Where the States Stand

Via: The Advisory Board Company

For the low-income people living in the 18 states that have either opted out of or are considering opting out of the expanded Medicaid coverage, nothing changes for them since most of these individuals will not be able to afford private health insurance in the new health care exchanges under the ACA.

A Single Payer, Universal Healthcare program would cover everyone.

According to predictions by the Congressional Budget Office and the Joint Commission on Taxation, we will we still have 30 million uninsured in 2023 under Obamacare. At the same time, health care costs for our nation, states, and families will continue to increase. A single-payer, universal healthcare program could cover everyone at lower cost. Everyone in and no one out regardless of income or health status.

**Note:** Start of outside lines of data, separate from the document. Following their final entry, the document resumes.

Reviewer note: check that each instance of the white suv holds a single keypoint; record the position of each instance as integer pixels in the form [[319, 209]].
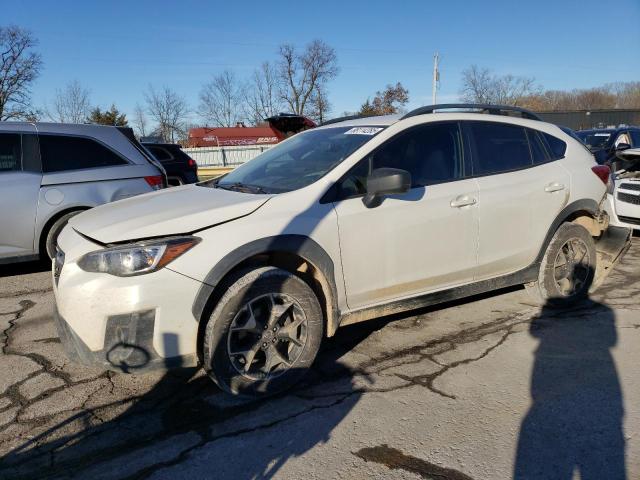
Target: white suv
[[353, 220], [623, 201]]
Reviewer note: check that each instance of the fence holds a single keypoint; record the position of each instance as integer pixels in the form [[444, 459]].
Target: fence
[[225, 156]]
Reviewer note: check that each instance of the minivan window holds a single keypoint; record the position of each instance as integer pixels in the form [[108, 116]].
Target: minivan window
[[10, 152], [499, 147], [430, 153], [557, 147], [60, 153]]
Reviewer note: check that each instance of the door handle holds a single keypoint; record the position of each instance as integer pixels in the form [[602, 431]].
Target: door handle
[[462, 201], [554, 187]]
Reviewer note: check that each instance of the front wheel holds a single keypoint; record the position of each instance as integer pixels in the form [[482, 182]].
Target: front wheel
[[263, 334], [568, 268]]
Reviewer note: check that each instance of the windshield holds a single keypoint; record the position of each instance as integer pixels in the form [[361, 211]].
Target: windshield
[[298, 162], [594, 140]]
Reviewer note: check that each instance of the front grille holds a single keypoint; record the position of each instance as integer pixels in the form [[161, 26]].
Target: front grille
[[630, 186], [631, 220], [628, 198]]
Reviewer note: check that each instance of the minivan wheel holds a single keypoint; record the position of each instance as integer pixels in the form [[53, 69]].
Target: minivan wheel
[[263, 334], [51, 241], [568, 268]]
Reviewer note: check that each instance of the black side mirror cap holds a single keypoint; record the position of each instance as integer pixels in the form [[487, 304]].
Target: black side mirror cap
[[385, 181]]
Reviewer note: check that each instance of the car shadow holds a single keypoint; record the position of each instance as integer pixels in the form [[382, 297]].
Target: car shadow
[[23, 268], [185, 410], [575, 424]]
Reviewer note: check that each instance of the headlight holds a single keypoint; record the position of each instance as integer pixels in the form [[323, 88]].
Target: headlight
[[136, 258]]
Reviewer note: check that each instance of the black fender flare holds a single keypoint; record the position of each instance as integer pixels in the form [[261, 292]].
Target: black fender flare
[[584, 205], [300, 245]]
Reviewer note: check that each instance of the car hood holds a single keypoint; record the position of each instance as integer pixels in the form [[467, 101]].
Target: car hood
[[172, 211]]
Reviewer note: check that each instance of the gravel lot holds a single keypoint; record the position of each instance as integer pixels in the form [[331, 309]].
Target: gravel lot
[[491, 387]]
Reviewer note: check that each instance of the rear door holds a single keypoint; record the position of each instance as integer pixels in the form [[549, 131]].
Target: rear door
[[20, 180], [421, 241], [517, 199]]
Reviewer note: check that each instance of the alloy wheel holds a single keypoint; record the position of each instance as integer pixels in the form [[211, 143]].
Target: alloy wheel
[[267, 336]]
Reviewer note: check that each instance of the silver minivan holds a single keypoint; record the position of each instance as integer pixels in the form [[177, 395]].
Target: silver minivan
[[50, 172]]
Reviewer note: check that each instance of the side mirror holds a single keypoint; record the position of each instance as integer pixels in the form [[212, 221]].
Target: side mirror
[[385, 181], [622, 146]]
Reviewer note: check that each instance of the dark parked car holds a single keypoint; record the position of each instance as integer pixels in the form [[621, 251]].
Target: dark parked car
[[603, 142], [180, 167]]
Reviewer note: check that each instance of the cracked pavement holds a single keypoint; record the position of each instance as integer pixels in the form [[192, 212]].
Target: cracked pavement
[[490, 387]]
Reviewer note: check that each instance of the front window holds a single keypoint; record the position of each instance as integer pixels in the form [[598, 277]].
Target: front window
[[298, 162]]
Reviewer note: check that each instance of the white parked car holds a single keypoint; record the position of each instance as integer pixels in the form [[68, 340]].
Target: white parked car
[[50, 172], [350, 221], [623, 200]]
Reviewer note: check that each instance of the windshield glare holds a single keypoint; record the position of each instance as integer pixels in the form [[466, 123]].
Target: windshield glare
[[594, 140], [298, 162]]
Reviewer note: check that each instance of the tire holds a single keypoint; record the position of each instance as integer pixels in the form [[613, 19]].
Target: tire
[[51, 240], [273, 357], [567, 269]]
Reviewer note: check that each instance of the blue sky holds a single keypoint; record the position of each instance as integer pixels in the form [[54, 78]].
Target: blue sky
[[117, 48]]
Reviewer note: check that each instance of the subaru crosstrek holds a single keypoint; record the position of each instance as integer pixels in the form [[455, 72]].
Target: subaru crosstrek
[[356, 219]]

The BETTER Alternatives: National and State-Based Single-Payer Plans

The plan introduced by Representative Conyers is basically an expansion of the efficient and cost-effective Medicare system currently used by the elderly and people with disabilities. Its overhead (all costs other than for healthcare) is much lower–and patient satisfaction is much higher–than under for-profit healthcare. And it would cover everyone regardless of their economic or health status without fear of an insurance company denying coverage to save their bottom line.

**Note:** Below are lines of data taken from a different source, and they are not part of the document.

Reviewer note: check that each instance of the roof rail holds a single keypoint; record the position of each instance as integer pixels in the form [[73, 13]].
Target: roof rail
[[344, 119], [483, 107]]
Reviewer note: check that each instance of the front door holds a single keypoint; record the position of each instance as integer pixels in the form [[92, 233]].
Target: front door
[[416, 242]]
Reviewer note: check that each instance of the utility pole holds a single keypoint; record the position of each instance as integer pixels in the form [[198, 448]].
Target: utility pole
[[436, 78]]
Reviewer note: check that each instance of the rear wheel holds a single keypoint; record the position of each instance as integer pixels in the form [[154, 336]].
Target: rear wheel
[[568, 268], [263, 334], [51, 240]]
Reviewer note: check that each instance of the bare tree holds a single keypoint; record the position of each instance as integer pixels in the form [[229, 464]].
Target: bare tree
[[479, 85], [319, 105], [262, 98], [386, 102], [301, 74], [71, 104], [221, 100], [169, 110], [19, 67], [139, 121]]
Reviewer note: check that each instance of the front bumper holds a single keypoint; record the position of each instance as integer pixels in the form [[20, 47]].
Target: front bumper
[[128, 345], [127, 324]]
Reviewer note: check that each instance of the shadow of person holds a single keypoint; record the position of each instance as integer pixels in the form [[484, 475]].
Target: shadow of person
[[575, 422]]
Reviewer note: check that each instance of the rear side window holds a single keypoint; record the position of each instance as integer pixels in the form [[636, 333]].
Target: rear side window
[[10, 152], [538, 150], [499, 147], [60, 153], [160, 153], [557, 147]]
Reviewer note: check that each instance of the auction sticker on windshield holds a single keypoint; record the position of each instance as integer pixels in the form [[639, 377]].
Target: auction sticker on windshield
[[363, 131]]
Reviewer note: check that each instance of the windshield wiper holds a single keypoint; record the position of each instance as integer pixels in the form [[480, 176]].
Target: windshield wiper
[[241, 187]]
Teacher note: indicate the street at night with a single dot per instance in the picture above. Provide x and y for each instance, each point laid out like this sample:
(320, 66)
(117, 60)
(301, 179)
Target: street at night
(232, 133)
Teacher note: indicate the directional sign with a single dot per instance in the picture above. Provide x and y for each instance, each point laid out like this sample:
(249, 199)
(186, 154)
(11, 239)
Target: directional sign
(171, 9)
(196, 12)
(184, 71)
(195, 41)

Similarly, legislation is being considered in about half of the states to create state-based single-payer healthcare programs. Some of these states’  legislatures have held hearings and/or had votes on universal healthcare. Vermont has already passed a law that sets in place the possibility of a single-payer healthcare program by 2017. 2017 is the year that the ACA—aka “Obamacare”—allows states to try other healthcare plans IF they cover at least the same number of people with at least the minimum coverage under the ACA.

Obamacare is now the law of the land. It is an improvement over what we had before 2009. It is also the basis from which we can work towards a comprehensive healthcare program. We could do it nationally, such as with HR 676. Or, like Canada, we can start at the state level.

So check out HR 676. See if your Representative is one of the 40 current co-sponsors. If not, meet with him/her, tell your personal story about why you support an expanded and improved Medicare for All, and ask them to co-sponsor the bill. If he/she is already a co-sponsor, ask your Representative to take the next step. They can hold a town-hall meeting on universal healthcare to hear from their constituents. They can also call on the chairs of the three committees reviewing HR 676 to hold Congressional hearings on HR 676. These three committees are the House Energy and Commerce Committee, the House Ways and Means Committee, and the House Natural Resources Committee.

Also get active with your state-based single-payer organization. These local and state-based single-payer health care groups will let you know how can help with your state-based legislation. Healthcare NOW has a full listing of state- and local-based organizations. If your state does not have a single-payer chapter yet, contact Healthcare NOW at their national office in Philadelphia, PA; they can help you to organize a plan for your state.

All other “advanced” nations have already adopted comprehensive healthcare systems. All deliver better health outcomes at a lower per capita cost than the USA. Let’s get cracking. Let’s do it here in the US of A as well.